Add support for Zstd coders #5321

kellen · 2024-04-02T16:16:22Z

Adds

saveAsZstdDictionary to train a Zstd dictionary on some arbitrary SCollection[T]. Estimates the average size of elements T, collects n elements based on a target training set size, then trains and saves the Zstd dictionary.
A scala ZstdCoder object with transform Coders for the simple T or for each side of a (K, V)
command line argument to map from a type to a dictionary, causing instances of MyClass to get Zstd compression automagically. Probably fails if the type is parameterized. --zstdDictionary=com.spotify.scio.MyClass:gs://bucket/path/dict.bin

codecov · 2024-04-02T16:42:07Z

Codecov Report

Attention: Patch coverage is 58.82353% with 28 lines in your changes are missing coverage.
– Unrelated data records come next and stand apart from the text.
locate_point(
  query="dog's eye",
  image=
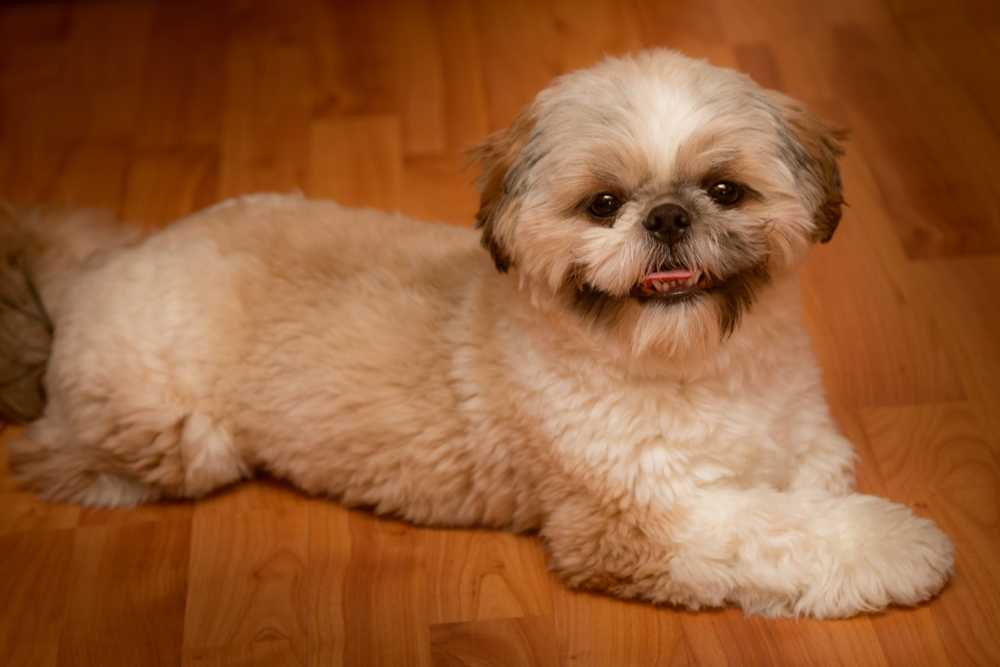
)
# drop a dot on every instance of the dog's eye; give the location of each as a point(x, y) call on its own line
point(604, 205)
point(725, 193)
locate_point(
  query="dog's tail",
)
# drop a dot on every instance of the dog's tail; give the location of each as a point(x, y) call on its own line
point(40, 251)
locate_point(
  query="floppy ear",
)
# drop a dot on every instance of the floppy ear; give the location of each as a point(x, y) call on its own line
point(814, 148)
point(500, 157)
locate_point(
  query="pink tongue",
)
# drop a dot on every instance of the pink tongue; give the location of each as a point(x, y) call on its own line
point(679, 274)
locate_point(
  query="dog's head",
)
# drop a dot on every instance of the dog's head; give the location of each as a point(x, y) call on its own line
point(658, 195)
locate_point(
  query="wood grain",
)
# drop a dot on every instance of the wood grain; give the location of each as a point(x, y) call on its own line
point(154, 109)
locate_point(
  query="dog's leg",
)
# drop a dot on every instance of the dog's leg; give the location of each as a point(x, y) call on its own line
point(775, 553)
point(827, 464)
point(135, 459)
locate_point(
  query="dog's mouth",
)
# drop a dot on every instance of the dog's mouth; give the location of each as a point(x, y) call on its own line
point(672, 284)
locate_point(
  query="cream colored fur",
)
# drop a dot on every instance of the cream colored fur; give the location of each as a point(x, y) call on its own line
point(385, 363)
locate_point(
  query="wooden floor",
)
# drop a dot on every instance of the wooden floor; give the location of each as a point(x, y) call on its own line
point(155, 109)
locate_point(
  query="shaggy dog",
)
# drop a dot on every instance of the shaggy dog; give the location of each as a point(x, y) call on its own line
point(628, 376)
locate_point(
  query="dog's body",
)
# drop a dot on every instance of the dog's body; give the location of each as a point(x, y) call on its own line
point(676, 448)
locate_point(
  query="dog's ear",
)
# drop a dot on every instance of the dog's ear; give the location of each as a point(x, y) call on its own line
point(501, 159)
point(814, 150)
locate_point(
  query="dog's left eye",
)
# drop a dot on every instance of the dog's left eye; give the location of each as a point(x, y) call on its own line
point(604, 205)
point(725, 193)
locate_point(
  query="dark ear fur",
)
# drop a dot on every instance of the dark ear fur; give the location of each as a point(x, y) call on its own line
point(498, 157)
point(815, 148)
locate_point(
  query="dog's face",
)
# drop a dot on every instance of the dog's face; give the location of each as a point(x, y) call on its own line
point(656, 196)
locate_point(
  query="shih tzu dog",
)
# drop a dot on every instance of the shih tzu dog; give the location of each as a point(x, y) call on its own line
point(628, 375)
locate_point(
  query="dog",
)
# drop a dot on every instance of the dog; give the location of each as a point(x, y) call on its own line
point(623, 369)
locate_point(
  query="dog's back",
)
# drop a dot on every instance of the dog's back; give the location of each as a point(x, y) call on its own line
point(39, 250)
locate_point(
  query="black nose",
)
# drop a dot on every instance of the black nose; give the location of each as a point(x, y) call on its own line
point(667, 222)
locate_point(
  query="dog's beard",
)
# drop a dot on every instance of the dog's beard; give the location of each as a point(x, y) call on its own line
point(677, 300)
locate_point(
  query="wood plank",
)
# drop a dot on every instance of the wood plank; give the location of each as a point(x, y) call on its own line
point(495, 643)
point(125, 605)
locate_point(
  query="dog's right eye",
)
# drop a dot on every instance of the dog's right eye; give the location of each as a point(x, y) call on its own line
point(604, 205)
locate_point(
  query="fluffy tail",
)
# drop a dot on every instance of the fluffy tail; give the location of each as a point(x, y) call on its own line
point(39, 250)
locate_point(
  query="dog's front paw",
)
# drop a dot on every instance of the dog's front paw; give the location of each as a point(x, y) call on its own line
point(880, 553)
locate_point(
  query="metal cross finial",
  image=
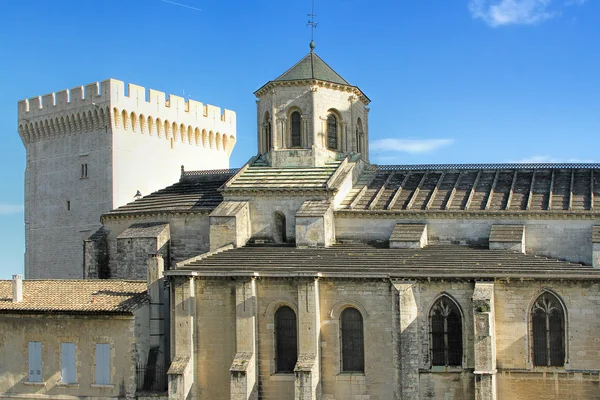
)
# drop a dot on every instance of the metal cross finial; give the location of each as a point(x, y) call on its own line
point(313, 25)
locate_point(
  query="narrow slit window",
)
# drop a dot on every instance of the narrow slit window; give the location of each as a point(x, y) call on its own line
point(332, 132)
point(296, 129)
point(446, 333)
point(548, 330)
point(286, 339)
point(353, 347)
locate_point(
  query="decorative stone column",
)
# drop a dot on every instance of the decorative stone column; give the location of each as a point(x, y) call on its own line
point(183, 311)
point(485, 341)
point(244, 369)
point(407, 341)
point(308, 366)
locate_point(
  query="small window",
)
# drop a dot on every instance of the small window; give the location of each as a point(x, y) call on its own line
point(35, 361)
point(446, 333)
point(67, 363)
point(296, 127)
point(548, 329)
point(332, 132)
point(103, 364)
point(353, 347)
point(286, 339)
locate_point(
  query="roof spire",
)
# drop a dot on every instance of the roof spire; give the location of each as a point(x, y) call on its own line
point(313, 25)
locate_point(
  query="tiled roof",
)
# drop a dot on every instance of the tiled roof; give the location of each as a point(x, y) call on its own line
point(459, 188)
point(259, 176)
point(195, 192)
point(355, 259)
point(74, 296)
point(311, 67)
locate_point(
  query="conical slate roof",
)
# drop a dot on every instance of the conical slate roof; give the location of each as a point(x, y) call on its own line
point(312, 67)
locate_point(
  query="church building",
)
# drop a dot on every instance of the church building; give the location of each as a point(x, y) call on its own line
point(310, 273)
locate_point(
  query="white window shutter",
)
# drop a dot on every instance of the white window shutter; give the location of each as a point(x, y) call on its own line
point(103, 364)
point(35, 361)
point(68, 362)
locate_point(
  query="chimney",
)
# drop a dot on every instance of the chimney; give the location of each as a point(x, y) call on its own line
point(17, 288)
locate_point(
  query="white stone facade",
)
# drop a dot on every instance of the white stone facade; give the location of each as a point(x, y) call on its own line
point(90, 150)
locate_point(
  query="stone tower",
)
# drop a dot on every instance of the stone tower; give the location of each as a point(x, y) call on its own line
point(91, 149)
point(310, 114)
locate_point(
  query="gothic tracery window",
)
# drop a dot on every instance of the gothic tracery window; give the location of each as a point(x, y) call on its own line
point(446, 333)
point(296, 125)
point(332, 132)
point(286, 339)
point(548, 329)
point(353, 347)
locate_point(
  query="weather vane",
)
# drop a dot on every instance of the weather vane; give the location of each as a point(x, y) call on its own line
point(313, 25)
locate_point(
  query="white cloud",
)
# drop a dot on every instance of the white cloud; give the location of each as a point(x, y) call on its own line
point(409, 145)
point(507, 12)
point(6, 209)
Please review.

Project coverage is 61.08%. Comparing base (6ebf9c4) to head (60afcc4).
Report is 52 commits behind head on main.

Files	Patch %	Lines
...rc/main/scala/com/spotify/scio/io/ZstdDictIO.scala	0.00%	26 Missing ⚠️
...la/com/spotify/scio/coders/CoderMaterializer.scala	92.30%	2 Missing ⚠️

Additional details and impacted files

@@            Coverage Diff             @@
##             main    #5321      +/-   ##
==========================================
- Coverage   62.69%   61.08%   -1.61%     
==========================================
  Files         301      306       +5     
  Lines       10848    10993     +145     
  Branches      773      774       +1     
==========================================
- Hits         6801     6715      -86     
- Misses       4047     4278     +231

☔ View full report in Codecov by Sentry.
📢 Have feedback on the report? Share it here.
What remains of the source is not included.